A few days ago, the 2009 GitHub contest ended. I’m currently going through all of the top submissions to verify the winners and look through some of the code used. I’ll post the official winners in a day or two, but in the meantime I’ve replaced the contest home page with a table of many of the entries that were submitted that have their source code online, along with the language and license used in each project. If you haven’t pushed your source code yet, please do so and let me know so I can add it to the final table and people can find it.
In the month that the contest was live, we processed over 8,000 submissions resulting in over 7,000 scores for 227 contestants. Several different languages were used to tackle the problem - C++, C, Perl, Python, Ruby, Objective-C, C#, Java, Clojure, Lisp and even Vala (Vala?).

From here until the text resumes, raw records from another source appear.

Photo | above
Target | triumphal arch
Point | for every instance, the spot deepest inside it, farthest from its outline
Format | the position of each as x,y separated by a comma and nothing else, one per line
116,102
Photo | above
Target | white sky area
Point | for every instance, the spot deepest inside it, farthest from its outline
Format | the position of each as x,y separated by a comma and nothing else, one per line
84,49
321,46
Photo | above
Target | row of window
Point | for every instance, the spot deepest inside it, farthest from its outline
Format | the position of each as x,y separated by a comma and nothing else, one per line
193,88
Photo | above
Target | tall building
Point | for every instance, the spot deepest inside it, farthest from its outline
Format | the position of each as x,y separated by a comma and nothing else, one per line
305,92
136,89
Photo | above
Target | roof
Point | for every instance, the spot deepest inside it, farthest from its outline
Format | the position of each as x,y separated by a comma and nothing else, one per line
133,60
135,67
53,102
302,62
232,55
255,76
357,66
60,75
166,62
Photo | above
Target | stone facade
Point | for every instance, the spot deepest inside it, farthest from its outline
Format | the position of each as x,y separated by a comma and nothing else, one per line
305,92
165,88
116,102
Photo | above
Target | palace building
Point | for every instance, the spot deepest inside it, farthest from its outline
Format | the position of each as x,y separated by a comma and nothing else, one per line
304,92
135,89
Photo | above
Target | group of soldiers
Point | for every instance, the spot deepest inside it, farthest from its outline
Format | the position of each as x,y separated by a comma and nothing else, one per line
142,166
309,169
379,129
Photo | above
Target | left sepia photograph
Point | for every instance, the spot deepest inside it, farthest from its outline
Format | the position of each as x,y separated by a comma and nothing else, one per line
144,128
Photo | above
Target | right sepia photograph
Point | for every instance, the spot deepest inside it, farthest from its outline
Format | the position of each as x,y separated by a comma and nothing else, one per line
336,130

Because of the way that I created the dataset, it was pretty neccesary to use some sort of blended model to get over 50% in the guesses, so most of the top entries did that. Several of the entries had a number of different algorithms run over the data and then had some sort of custom weighting on those choices to come up with the final 10. I’ll write up a full post on some of the algorithms used and different combination techniques employed.
Some of our contestants did some really great writeups of their own projects. Jeremy Barnes has a fantastic README with even more documentation there than the last time I posted about him.
Jason Brownlee has also done an amazing amount of work in writing up his methods as well as linking to a number of academic papers referenced, such as the Analysis of Recommender Systems’ Algorithms (2003), The Effects of Singular Value Decomposition on Collaborative Filtering (1998), Using Linear Algebra for Intelligent Information Retrieval (1995) and more. He implemented his solution in Objective-C, which is pretty cool too.
Some people got clever and took advantage of the fact that the results files were public. They wrote scripts that pulled down all the top results and blended them together. This actually worked out pretty well in most cases, but I felt I should disqualify them since they were breaking the licensing usage of some of the contestants who specifically stated that their results files were not public domain and could not be used by others. It is also not a practical or generally useful approach, even though it’s fun and clever. You can read a bit more about it at igvita.com, though it seems to me that the article blurs what for me is a very clear difference between taking everyones results from a public leaderboard and blending them vs implementing several algorithms internally and blending them. An example of this “result crowdsourcing” style can be seen in John Rowells entry.
Tom Alison also did a very nice writeup on his approach implemented in Python on conditional probability and blending. He also used Tokyo Cabinet for a backend data store for his calculations, which is interesting.
Other users decided to write up their findings and experiences on their own personal blogs.
Dan DeLeo submitted an entry with probably my favorite name, acts_as_bourbon, which is actually just pointer to a solution using his open source Decider Ruby Machine Learning library. Dan goes into great detail on his approach in an article on his blog.
I tried something a little different for contest registration and submission, having contestants add our web app URL as a post-receive hook to register. The actual contest web application that did the scoring and ran the leaderboard is now open sourced on GitHub, if anyone is interested on how to do something like that.
Thanks to Heroku (and Sinatra) it was amazingly easy. I made a small, simple Sinatra application that would take a post-receive POST, check the repo to see if the results.txt file was there and had changed, then would pull it down and compare it to the local answer key, recording the score.
This was my first real deployment on Heroku and it was amazing. I didn’t have to deal with Capistrano or database connection settings or configuration files or anything. If I made a change, just ‘git push heroku’ and the fix is live. If you’ve never tried Heroku for Rack based web app deployment, I would highly recommend it - least administration overhead on a successfully deployed web application I’ve ever seen.
Overall, I’m very happy with how this contest turned out. I am a bit dissapointed at my own design of the contest and preperation of the data that really encouraged overfitting. However, due to the contest, a lot of people found other developers that were interested in this space, a lot of developers used this as a chance to learn or try out new languages, and dozens of open source recommender implementations in multiple languages are now available on GitHub for everyone to use or study. And of course we can’t forget - at the end of the day, someone gets some Pappy. We’ll see who that is in a few days.